More than 700 rebuilding or refurbishment projects were shelved by the Conservative-led coalition government as part of efforts to bring down net borrowing, which had peaked in 2010 at £152bn.
Gove, who was education secretary at the time, had described BSF as plagued by “massive overspends, tragic delays, botched construction projects and needless bureaucracy”.
But Geoff Barton, general secretary of the Association of School and College Leaders, told BBC that while BSF was expensive and over ambitious “it was saying something important that the nation’s schools needed to be refurbished”.
“What we’ve got today in some of those schools is head teachers scrambling around trying to identify concrete that might look like Aero bars when they should be focusing children’s learning and development.”
He called the crisis over RAAC a “national scandal”, adding that the 13 schools would not be facing disruption if the coalition government had not cancelled the BSF programme.

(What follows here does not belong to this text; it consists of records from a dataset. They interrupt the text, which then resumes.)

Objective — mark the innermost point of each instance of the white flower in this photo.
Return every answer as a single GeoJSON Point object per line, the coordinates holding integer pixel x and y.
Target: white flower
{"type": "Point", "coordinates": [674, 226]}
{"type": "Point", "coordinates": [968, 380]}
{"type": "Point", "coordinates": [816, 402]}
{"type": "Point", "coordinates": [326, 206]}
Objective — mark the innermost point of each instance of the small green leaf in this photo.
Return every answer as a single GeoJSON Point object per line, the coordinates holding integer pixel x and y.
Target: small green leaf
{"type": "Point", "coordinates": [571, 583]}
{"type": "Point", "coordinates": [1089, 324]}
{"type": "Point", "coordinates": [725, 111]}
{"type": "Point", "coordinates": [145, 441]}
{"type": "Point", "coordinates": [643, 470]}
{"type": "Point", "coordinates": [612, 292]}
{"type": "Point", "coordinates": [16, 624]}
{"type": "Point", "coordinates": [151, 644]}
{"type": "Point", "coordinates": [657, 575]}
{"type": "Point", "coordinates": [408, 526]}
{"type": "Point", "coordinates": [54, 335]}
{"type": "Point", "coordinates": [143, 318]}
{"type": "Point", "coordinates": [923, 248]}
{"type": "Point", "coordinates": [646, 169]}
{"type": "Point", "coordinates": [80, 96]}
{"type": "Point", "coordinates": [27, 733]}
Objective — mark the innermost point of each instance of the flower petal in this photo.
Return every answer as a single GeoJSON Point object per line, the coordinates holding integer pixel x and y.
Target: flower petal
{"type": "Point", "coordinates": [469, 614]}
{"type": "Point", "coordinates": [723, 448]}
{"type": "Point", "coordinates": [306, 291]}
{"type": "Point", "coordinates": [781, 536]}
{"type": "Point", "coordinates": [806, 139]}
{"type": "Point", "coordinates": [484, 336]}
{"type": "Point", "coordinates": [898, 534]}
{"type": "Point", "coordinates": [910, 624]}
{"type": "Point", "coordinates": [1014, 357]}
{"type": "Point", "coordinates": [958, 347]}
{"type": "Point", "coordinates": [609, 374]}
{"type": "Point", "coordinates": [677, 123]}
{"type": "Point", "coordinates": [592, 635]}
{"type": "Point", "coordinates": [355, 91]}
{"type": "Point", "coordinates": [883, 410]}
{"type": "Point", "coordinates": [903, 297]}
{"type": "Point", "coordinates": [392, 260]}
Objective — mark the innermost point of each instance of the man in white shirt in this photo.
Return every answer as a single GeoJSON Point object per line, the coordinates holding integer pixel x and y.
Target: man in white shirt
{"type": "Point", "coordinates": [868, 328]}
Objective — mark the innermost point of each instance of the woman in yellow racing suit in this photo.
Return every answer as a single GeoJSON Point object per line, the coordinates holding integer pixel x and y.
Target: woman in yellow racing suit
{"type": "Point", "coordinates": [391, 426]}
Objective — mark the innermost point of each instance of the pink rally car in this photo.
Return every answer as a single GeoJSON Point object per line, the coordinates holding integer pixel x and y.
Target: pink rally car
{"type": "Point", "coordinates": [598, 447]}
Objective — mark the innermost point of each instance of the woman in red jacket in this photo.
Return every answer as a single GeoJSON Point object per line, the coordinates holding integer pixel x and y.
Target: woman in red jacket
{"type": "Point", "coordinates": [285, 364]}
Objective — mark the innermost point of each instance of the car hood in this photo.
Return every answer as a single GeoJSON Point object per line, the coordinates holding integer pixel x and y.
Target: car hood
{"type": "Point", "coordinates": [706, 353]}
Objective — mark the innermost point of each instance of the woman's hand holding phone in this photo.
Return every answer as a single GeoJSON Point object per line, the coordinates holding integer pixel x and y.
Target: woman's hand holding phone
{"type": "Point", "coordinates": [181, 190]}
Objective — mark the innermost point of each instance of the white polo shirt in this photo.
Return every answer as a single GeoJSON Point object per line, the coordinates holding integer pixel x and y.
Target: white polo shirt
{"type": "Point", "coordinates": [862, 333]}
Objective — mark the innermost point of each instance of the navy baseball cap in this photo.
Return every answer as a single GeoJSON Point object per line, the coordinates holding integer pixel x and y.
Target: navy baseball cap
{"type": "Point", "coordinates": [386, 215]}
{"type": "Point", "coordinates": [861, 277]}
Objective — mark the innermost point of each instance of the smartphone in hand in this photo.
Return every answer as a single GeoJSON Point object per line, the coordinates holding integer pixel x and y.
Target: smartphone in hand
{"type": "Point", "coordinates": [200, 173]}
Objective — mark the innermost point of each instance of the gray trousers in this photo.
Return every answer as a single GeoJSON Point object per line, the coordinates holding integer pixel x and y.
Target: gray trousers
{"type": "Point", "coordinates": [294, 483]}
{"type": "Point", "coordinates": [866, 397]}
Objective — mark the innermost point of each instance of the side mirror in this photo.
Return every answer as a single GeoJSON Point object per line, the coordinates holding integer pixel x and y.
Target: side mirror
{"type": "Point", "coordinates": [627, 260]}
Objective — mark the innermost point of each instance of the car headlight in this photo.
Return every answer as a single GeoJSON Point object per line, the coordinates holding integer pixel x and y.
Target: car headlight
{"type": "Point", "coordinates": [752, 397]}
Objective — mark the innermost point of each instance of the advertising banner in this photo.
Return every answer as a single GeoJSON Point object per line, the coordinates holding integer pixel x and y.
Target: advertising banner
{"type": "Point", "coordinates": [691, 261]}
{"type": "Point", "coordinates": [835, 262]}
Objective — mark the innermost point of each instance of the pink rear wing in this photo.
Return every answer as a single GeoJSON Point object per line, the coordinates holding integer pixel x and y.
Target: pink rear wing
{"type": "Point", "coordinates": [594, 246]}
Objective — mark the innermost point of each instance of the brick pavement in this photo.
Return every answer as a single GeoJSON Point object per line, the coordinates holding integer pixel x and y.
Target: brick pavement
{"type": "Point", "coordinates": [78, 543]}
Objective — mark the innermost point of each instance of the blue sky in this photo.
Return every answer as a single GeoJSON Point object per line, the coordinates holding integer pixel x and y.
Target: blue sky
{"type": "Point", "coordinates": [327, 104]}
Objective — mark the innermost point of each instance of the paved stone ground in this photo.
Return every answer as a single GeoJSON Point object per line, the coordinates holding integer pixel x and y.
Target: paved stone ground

“Instead we have an £11.4 billion backlog of repairs and remedial work required and the chickens have come home to roost over this neglect of school buildings,” he said.
The schools include six in Essex, two in London, two in the West Midlands and three in the north of England.
The Department for Education (DfE) said it was on track to rebuild its target of 500 schools over the next decade as part of the Schools Rebuilding Programme.
“That is on top of 520 schools already delivered since 2015 under the Priority Schools Building Programme,” the department said, adding that programme was in its early stages so more construction projects would start in the next year.
The government has also now published the full list of schools which have been told to fully or partially close due to the presence of RAAC, around half of which are located in Essex.